As many of you know 2007 has been all about completion for me. I have whittled down the stack of incomplete quilts in my studio to about a hand full. The hardest part about this process has been in deciding which pieces I would actually finish. Sometimes I get fired up about a project only to find that it should have stayed an experiment — that the idea was really never supposed to be a full blown pie ce. The idea for the quilt Ebony Phoenix came to me after rereading Gloria Naylor’s The Women of Brewster Place for the 100th time. What I love about her work is that I find something new every time I read her book. Naylor’s words appear in color to me. Her characters have “Nutmeg arms” that lean over windowsills. Their “gnarled ebony legs carry groceries up double flights of stairs and saffron hands string out wet laundry . . . .” Naylor ends her description of the women who lived in Brewster Place as “ebony phoenixe[s], each in her own time and with her own season had a story.”
To say that I am a visual person would be an understatement. Words always seem to transform themselves into images in my head. Naylor’s description of the women of Brewster place appeared this way in my sketchbook in a couple of different versions before I decided on the design of the quilt.

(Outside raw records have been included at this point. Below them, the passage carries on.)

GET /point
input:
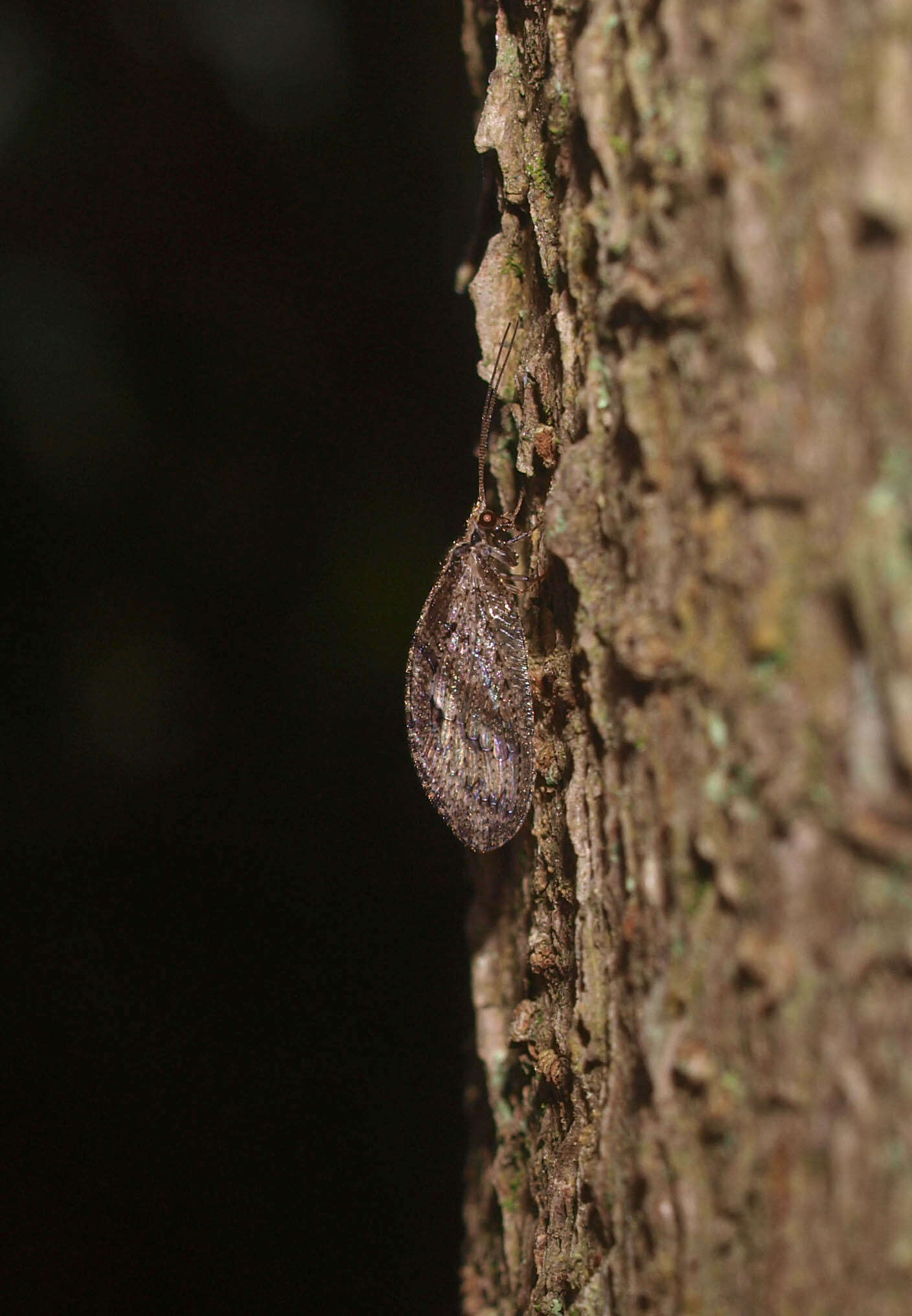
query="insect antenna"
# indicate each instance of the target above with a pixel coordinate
(491, 402)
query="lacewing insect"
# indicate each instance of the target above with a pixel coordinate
(468, 697)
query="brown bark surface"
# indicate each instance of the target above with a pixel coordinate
(692, 974)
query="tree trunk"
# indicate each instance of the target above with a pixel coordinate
(692, 980)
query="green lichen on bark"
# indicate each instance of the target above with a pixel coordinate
(692, 980)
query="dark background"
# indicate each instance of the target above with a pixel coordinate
(238, 403)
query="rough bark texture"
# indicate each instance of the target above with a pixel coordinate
(692, 978)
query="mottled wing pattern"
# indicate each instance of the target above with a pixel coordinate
(469, 704)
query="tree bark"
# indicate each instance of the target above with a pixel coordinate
(692, 974)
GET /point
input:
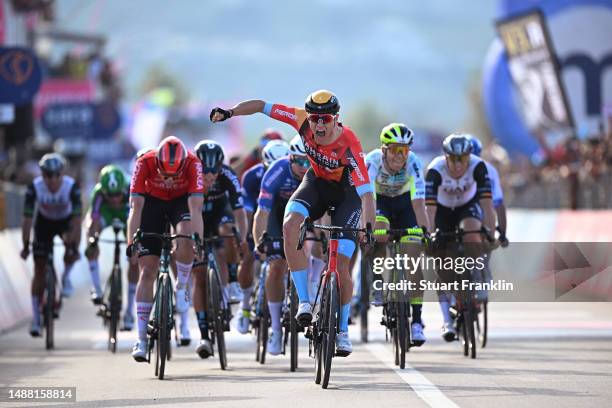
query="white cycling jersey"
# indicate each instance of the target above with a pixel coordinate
(54, 206)
(443, 189)
(496, 190)
(408, 179)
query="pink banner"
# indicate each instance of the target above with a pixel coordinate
(63, 90)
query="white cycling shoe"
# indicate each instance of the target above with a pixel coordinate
(139, 352)
(275, 342)
(448, 332)
(417, 335)
(304, 314)
(244, 322)
(182, 299)
(344, 347)
(204, 349)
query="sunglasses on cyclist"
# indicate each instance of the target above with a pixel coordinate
(301, 161)
(463, 158)
(50, 174)
(397, 149)
(326, 118)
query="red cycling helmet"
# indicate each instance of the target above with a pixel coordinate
(171, 156)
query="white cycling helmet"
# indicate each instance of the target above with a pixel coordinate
(296, 146)
(273, 150)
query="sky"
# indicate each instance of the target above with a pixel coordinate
(412, 60)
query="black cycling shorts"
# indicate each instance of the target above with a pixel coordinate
(45, 230)
(316, 195)
(448, 219)
(156, 213)
(397, 210)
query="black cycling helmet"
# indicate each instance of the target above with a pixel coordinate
(457, 145)
(322, 102)
(210, 154)
(52, 163)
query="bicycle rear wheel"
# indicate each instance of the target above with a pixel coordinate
(115, 308)
(218, 315)
(482, 323)
(402, 337)
(293, 328)
(165, 322)
(364, 298)
(329, 333)
(49, 307)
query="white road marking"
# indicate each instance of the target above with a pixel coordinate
(424, 389)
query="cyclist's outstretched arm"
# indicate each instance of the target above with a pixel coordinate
(243, 108)
(134, 218)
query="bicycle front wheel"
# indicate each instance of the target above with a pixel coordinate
(165, 323)
(329, 333)
(49, 308)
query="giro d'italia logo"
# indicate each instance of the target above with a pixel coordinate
(16, 67)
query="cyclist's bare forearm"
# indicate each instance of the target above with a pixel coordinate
(260, 223)
(501, 217)
(134, 218)
(421, 213)
(26, 228)
(195, 210)
(369, 209)
(248, 107)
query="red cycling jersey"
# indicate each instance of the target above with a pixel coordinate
(147, 180)
(342, 158)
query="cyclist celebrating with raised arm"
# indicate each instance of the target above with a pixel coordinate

Here is the nearly finished quilt. Rollover or click on the image to see it in more detail. I have been hand quilting it with procion dyed perle cotton. I have one last section to quilt and then I will bind it. I am currently working my way through the Painted Quilt so I haven’t ruled out adding more color to the piece once the quilting is done.
Egyptians named the phoenix “Bento” which means “to rise in brilliance.” The phoenix is said to represent the inner ability in all of us to emerge transformed out of our self-imposed limitations and life’s greatest sufferings. Makes me think of something we used to play as children –rise sister, rise. wipe your weeping eyes.